Türkiye’deki iç gündem yoğunluğundan hemen yanıbaşında yaşanan insanlık dramı gözlerden kaçıyor. Bunca acı yaşanırken, Türkiye’den bazı sivil toplum kuruluşları hariç siyasetçilerden ses çıkmıyor. Geçen haftaki partilerin grup toplantılarında hiçbir lider bu konuda tek kelime dahi etmedi.
Dışişleri Bakanı Ali Babacan olmak üzere, hiçbir hükümet üyesi; İsrail’i kınamak bir yana, bu konuda ne bir tepkisini dile getiriyor, ne bu dramın bitmesi için bir girişimde bulunuyor. Dram adeta görmemezlikten geliniyor. En tehlikeli olan da bunu kabullenip susmaktır.
Kurulduğu günden bu yana kana doymayan İsrail, yaptığı insanlık dışı saldırılarla “terörist devlet” olarak anılıyor artık. 1948 yılında Ortadoğu’nun göbeğinde kanserli ur gibi kurulan İsrail, hep kan ve gözyaşına sebep oldu. 60 yıldır da katliâmlarını arttırarak sürdürüyor. Kimse dur demiyor.
İsrail’in, bir yılı aşkın bir süre önce Lübnan’da yaptığı katliâmlar hâlâ hafızalarda. Hizbullah’ın 8 askerini öldürüp ikisini kaçırmasını bahane ederek, 12 Temmuz 2006’da Lübnan’a başlattığı saldırıları 34 gün sürmüştü. Birleşmiş Milletler’in geç de olsa aldığı kararıyla son bulan savaşta, çoğunluğu kadın ve çocuk olmak üzere yaklaşık bin 150 Lübnan vatandaşı ölmüştü. İsrail’in 2005 yılında 216, 2006’da 678, 2007 yılında ise 896 Filistinliyi öldürdüğü açıklandı. Halen yaklaşık 1000 Filistinli ile 40 milletvekilinin hiçbir suçu olmamasına rağmen hâlâ İsrail hapishanelerinde…

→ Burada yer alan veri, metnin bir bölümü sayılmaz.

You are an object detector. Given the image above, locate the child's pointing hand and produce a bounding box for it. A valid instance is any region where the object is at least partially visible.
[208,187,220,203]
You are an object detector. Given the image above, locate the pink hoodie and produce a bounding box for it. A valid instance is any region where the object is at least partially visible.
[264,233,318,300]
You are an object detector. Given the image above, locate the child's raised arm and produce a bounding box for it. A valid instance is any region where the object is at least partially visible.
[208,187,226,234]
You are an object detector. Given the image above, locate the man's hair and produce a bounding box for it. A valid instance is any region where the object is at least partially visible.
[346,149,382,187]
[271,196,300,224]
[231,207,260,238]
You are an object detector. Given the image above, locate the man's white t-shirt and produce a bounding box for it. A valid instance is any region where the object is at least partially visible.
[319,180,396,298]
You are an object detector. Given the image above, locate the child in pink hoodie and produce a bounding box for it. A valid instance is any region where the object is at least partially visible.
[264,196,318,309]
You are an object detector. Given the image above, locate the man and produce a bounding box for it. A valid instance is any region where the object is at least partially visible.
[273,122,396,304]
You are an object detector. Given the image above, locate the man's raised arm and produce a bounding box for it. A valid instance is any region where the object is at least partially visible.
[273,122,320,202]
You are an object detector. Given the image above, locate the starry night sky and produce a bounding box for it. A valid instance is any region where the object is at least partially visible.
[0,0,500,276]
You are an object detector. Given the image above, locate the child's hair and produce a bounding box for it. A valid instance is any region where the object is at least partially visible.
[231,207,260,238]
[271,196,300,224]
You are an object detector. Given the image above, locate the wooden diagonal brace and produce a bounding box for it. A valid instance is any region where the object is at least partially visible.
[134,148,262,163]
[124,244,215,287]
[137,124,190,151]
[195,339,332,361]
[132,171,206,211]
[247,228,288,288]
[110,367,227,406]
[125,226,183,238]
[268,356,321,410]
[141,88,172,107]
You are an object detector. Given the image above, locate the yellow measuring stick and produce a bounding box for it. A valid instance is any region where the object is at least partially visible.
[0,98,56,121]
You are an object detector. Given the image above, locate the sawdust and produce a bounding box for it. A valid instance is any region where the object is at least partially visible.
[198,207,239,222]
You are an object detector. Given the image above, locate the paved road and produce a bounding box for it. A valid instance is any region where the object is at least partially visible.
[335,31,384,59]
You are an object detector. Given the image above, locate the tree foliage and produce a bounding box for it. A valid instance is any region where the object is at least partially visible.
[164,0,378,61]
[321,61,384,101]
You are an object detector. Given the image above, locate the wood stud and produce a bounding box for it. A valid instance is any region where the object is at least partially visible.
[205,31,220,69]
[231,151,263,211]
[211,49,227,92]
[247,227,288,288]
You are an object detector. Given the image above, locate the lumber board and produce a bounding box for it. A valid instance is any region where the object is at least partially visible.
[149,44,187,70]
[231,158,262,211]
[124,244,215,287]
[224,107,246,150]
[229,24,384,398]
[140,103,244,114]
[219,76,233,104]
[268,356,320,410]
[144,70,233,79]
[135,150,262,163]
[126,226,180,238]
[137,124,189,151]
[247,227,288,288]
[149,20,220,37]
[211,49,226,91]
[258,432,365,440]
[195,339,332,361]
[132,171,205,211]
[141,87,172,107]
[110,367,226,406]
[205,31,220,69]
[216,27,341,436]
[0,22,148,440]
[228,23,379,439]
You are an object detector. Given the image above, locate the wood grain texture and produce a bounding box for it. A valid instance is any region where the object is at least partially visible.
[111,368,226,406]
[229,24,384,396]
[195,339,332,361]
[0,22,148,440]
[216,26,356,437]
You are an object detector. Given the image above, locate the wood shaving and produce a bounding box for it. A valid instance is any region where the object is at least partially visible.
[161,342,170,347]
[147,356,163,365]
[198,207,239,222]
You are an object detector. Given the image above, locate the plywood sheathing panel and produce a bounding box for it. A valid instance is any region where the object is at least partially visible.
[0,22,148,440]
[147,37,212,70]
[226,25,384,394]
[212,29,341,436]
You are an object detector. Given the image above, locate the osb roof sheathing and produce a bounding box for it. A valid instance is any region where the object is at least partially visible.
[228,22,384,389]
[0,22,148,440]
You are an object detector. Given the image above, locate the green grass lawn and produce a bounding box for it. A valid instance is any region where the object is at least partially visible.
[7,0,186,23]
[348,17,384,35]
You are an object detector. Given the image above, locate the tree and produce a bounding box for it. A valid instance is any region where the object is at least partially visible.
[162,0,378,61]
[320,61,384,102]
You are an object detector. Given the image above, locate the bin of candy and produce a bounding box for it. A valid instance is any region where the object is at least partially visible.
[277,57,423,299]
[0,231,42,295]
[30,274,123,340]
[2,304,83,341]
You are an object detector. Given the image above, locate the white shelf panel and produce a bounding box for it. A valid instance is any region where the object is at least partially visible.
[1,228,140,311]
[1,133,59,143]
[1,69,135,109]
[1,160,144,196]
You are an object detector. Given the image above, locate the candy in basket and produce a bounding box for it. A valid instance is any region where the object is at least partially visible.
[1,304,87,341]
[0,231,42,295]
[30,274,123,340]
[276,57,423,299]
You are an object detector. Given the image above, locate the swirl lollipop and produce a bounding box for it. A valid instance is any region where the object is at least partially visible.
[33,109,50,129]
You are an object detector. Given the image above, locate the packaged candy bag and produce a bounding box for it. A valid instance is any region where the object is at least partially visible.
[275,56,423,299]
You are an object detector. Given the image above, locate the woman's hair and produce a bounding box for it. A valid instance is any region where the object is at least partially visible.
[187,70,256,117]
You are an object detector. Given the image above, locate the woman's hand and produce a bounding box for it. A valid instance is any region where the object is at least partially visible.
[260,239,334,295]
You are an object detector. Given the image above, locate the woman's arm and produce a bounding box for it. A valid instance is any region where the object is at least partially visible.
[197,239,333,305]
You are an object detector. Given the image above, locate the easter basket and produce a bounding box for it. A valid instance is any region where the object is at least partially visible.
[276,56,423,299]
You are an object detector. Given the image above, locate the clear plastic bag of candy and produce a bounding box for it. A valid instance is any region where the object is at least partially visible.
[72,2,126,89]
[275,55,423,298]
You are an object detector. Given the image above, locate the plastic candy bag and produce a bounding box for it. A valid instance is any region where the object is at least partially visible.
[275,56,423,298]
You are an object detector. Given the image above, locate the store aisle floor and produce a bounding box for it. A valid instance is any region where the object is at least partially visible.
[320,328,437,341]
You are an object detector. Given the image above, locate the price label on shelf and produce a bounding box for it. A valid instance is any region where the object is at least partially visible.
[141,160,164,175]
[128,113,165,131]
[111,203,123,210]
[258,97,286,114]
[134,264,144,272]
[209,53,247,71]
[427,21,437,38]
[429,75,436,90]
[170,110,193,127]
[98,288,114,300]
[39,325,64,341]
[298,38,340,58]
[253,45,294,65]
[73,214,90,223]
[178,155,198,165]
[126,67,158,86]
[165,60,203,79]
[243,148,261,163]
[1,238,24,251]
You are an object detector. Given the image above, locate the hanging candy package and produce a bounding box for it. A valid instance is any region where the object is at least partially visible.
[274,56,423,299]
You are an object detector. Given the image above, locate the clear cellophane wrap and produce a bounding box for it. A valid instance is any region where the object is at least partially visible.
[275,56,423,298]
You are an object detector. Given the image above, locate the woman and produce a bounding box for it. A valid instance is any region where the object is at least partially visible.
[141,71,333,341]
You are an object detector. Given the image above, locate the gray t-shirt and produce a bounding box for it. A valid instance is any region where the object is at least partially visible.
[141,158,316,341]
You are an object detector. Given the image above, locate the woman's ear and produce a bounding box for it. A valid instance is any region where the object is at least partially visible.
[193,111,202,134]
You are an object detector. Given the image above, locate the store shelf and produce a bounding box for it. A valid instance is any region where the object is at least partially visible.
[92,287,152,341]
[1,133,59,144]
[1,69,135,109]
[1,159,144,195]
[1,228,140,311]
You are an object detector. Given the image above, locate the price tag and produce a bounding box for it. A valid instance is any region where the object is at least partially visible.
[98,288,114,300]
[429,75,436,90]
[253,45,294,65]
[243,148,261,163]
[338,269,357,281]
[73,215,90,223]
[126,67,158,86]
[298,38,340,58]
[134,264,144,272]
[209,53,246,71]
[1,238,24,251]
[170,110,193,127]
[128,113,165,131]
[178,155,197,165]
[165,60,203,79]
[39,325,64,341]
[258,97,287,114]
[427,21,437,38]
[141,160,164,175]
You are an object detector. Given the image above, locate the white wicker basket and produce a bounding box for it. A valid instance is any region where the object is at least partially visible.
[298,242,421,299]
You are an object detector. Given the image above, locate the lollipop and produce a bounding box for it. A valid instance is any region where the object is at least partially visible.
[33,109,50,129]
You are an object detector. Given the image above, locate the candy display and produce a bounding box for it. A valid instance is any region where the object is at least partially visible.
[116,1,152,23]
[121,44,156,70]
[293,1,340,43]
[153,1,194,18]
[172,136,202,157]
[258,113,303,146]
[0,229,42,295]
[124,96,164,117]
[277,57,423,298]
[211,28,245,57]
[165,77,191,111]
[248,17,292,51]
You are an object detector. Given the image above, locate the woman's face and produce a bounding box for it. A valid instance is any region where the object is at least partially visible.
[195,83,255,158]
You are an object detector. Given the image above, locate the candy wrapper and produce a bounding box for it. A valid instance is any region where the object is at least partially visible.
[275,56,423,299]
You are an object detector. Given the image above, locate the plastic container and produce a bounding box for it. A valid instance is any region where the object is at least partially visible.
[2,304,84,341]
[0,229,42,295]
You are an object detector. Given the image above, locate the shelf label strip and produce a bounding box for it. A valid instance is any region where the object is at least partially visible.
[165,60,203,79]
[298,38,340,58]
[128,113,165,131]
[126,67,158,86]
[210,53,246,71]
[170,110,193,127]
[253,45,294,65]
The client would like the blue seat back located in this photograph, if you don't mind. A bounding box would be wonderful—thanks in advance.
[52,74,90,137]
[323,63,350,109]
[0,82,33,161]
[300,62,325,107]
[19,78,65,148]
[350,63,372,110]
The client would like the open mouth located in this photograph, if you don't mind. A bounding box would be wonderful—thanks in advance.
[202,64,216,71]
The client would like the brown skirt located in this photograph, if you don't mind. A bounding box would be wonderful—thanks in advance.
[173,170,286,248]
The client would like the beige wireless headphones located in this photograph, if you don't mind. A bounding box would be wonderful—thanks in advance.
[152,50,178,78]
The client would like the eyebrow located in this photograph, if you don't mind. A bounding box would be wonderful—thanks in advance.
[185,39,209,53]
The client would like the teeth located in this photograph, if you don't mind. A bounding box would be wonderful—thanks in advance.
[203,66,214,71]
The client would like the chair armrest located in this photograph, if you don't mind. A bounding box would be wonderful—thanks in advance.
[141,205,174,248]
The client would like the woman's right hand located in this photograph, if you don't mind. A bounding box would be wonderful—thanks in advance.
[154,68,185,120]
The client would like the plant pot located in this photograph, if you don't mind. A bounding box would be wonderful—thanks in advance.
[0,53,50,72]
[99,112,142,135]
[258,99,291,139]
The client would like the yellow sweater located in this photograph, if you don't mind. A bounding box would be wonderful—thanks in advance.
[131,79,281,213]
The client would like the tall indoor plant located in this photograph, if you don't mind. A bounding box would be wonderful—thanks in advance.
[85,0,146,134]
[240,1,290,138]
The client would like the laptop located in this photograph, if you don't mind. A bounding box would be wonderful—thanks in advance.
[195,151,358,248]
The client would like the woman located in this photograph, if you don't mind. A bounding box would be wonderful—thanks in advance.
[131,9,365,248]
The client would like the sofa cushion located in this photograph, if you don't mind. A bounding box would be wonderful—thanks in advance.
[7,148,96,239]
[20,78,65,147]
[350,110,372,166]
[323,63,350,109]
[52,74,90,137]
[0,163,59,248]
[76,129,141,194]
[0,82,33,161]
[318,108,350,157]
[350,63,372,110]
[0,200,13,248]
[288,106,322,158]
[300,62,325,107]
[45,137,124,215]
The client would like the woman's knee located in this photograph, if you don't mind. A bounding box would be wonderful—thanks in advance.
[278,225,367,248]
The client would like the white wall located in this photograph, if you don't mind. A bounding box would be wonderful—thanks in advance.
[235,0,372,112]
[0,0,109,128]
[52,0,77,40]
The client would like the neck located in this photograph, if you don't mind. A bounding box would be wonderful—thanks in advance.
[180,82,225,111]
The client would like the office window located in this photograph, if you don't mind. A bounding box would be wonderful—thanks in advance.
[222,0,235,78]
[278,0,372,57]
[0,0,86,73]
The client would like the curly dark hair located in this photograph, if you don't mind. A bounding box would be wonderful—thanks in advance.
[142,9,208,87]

Bu katliâmları bütün Müslümanlar unutmadı, unutamaz…
İsrail arkasına ABD’yi alarak sürdürdüğü politikalarıyla dünyaya adeta meydan okuyor, dünya ise sessiz kalıyor. Eğer uluslararası camia ve İslâm ülkeleri Gazze’ye seyirci kalırsa yaşanan dramın daha da büyüyeceği belirtiliyor.
* * *
Burada bir olay anlatmak istiyorum. Bu olay bile İsrail’in hazımsız, tahammülsüz tavrını ortaya koyuyor. Mısırlı futbolcu Muhammed Aboutrika Afrika Kupasında gol attıktan sonra formasının altındaki tişörtü kameralara gösterdi. Tişörtte sadece “Gazze’ye sevgilerle” yazıyordu. Tişörtteki mesaj İsraillileri çılgına çevirmiş. Gazze’yi abluka altına alan ve 1.5 milyon Filistinliyi elektrik, yakıt ve gıda olmadan ölüme mahkûm eden İsrail, Mısırlı futbolcunun iki kelimelik Gazze mesajına bile tahammül gösteremiyor, hemen futbolcuyu Afrika Futbol Federasyonuna şikâyet ediyor. Hakem kendisine sarı kart gösteriyor, ama maçı canlı anlatan televizyon yorumcusu anlamlı bir mesaj daha veriyor: “En onurlu sarı kart…”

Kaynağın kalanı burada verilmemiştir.